Such a text, thus independently formed, and yet thus in harmony with the
results of the most tested critical researches of our times, has surely
great claims on our unreserved acceptance, and does justify us in
strongly pleading that a version of such a text, if faithfully executed,
should, for the very truth's sake, be publicly read in our Churches.

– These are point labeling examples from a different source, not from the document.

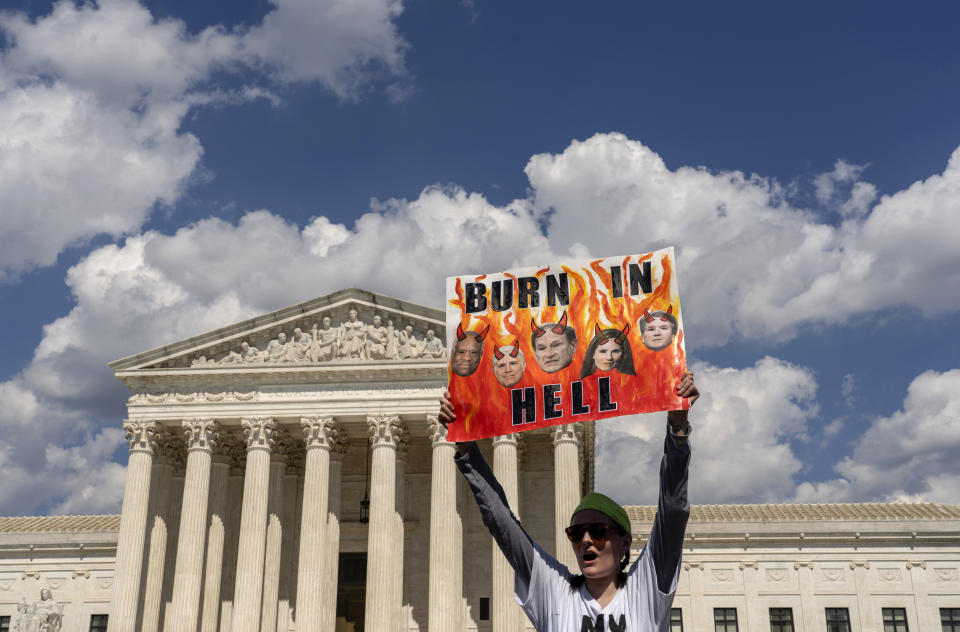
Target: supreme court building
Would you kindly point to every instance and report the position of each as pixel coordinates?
(289, 473)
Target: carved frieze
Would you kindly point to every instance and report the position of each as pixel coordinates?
(321, 341)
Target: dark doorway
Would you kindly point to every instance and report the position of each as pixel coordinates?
(352, 588)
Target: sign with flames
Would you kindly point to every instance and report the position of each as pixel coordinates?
(574, 341)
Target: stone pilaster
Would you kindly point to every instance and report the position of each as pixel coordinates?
(331, 539)
(128, 567)
(275, 528)
(201, 436)
(566, 485)
(160, 534)
(446, 535)
(381, 613)
(248, 592)
(216, 537)
(506, 616)
(319, 433)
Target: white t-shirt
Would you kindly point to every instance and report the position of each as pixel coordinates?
(554, 607)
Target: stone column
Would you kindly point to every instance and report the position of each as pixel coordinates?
(331, 539)
(238, 463)
(140, 437)
(320, 433)
(380, 612)
(291, 519)
(275, 528)
(160, 525)
(201, 436)
(216, 538)
(505, 614)
(248, 592)
(566, 485)
(446, 535)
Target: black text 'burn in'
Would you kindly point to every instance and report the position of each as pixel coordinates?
(556, 288)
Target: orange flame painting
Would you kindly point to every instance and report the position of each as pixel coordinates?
(575, 341)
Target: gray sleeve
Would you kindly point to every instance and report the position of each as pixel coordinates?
(516, 545)
(673, 509)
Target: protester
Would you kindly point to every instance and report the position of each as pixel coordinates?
(604, 595)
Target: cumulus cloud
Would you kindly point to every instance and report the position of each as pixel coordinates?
(751, 265)
(92, 96)
(750, 416)
(912, 455)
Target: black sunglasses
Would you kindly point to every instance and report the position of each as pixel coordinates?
(598, 532)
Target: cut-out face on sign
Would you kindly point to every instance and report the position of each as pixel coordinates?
(467, 351)
(553, 344)
(508, 364)
(657, 329)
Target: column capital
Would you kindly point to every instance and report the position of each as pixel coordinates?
(385, 431)
(259, 432)
(320, 432)
(437, 432)
(141, 435)
(201, 433)
(567, 433)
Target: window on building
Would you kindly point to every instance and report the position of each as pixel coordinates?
(950, 619)
(781, 619)
(895, 620)
(676, 620)
(838, 620)
(725, 619)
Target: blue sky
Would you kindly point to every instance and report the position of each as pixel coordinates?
(171, 167)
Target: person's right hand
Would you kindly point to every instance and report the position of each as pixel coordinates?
(447, 416)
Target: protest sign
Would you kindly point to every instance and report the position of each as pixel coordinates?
(573, 341)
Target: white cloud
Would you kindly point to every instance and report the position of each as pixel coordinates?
(750, 264)
(742, 428)
(914, 454)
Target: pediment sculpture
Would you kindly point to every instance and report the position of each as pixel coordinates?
(45, 615)
(351, 339)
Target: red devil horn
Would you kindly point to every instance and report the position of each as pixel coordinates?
(623, 334)
(537, 329)
(561, 326)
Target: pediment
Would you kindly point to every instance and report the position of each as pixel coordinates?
(383, 330)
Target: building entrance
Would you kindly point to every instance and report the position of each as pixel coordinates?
(351, 591)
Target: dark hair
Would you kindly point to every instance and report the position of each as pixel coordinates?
(568, 331)
(576, 581)
(624, 365)
(670, 318)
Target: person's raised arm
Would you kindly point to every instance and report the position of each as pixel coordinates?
(516, 545)
(673, 508)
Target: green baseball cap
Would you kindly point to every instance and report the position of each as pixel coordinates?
(607, 506)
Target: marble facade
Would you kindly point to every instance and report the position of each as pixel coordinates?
(243, 503)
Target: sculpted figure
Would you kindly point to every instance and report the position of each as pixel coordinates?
(352, 334)
(276, 349)
(409, 345)
(45, 615)
(326, 347)
(433, 346)
(393, 349)
(249, 354)
(300, 347)
(376, 346)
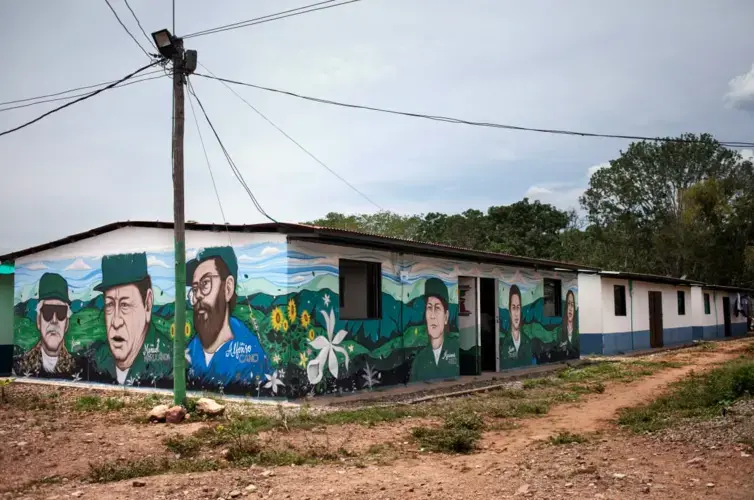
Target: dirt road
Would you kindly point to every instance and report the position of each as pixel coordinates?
(513, 463)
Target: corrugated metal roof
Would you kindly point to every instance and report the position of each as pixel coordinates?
(323, 235)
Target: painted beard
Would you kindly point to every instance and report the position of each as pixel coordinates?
(209, 327)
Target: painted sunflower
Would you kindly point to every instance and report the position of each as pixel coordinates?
(305, 319)
(277, 319)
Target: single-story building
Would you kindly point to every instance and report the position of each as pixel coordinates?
(281, 310)
(622, 312)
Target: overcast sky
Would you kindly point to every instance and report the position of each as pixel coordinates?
(642, 67)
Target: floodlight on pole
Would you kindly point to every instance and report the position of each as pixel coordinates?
(165, 43)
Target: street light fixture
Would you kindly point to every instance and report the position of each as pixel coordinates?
(165, 43)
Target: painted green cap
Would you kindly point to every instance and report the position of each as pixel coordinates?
(122, 269)
(434, 287)
(53, 286)
(226, 254)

That the Revised Version has been faithfully executed, will I hope be
shown fully and clearly in the succeeding chapter.  For the present my
care has been to show that the text of which it is a version, and which I
have called the Revisers' Text because it underlies their revision, and,
as such, has been published by the Oxford University Press, is in my
judgement the best balanced text that has appeared in this country.  I
have mentioned with it (p. 63) the closely similar text of the well-known
Professor Nestle, but as I have not gone through the laborious task of
comparing the text, verse by verse, with that of the Revisers, I speak
only in reference to our own country.  I have compared the two texts in
several crucial and important passages--such for example as St. John i.
18--and have found them identical.  Bishop Westcott, I know, a short time
before his lamented death, expressed to the Committee of the Bible
Society his distinct approval of their adopting for future copies of the
Society's Greek Testament Professor Nestle's text, as published by the
Wurtemberg Bible Society.

I have now, I trust, fairly shown the independence of the Revisers' Text,
and have, not without reason, complained of my friend Provost Salmon's
estimate of its dependence on the text and earnestly exerted influence of
Dr. Hort and Dr. Westcott.  Of course, as I have shown, there is, and
must be, much that is identical in the two texts; but, to fall back on
statistics, there are, I believe, more than two hundred places in which
the two texts differ, and in nearly all of them--if I may venture to
express my own personal opinion--the reading of the Revisers' Text is
critically to be preferred.  Most of these two hundred places seem to be
precisely places in which the principles adopted by Westcott and Hort
need some corrective modifications.  Greatly as I reverence the unwearied
patience, the exhaustive research, and the critical sagacity of these two
eminent, and now lamented, members of our former Company, I yet cannot
resist the conviction that Dr. Salmon in his interesting Criticism of the
Text of the New Testament has successfully indicated three or more
particulars which must cause some arrest in our final judgement on the
text of Westcott and Hort.

In the first case it cannot be denied that, in the introductory volume,
Dr. Hort has shown too distinct a tendency to elevate probable hypotheses
into the realm of established facts.  Dr. Salmon specifies one, and that
a very far-reaching instance, in which, in the debatable question whether
there really was an authoritative revision of the so-called Syrian text
at about A.D. 350, Dr. Hort speaks of this Syrian revision as a _vera
causa_, as opposed to a hypothetical possibility.  This tendency in a
subject so complicated as that of textual criticism must be taken note of
by the student, and must introduce some element of hesitation in the
acceptance of confidently expressed decisions when the subject-matter may
still be very plainly debatable.

In the second place, in the really important matter of the nomenclature
of the ancient types of text which, since the days of Griesbach, and to
some extent before him, have been recognized by all critical scholars, it
does not seem possible to accept the titles of the fourfold division of
these families of manuscripts which have been adopted by Westcott and
Hort.  Griesbach, as is well known, adopted the terms Western,
Alexandrian, and Constantinopolitan, for which there is much to be said.
Westcott and Hort recognize four groups.  To the first and considerably
the largest they give the title of Syrian, answering to some extent to
the Constantinopolitan of Griesbach; to the second they continue the
title of Western; to the third they give the title of Alexandrian, though
of a numerically more restricted character than the Alexandrian of
Griesbach; to the fourth, an exceedingly small group, apparently
consisting of practically not more than two members, they give the title
of Neutral, as being free alike from Syrian, Western, and Alexandrian
characteristics.  On this Neutral family or group Westcott and Hort lay
the greatest critical stress, and in it they place the greatest reliance.
Such is their distribution, and such the names they give to the families
into which manuscripts are to be divided and grouped.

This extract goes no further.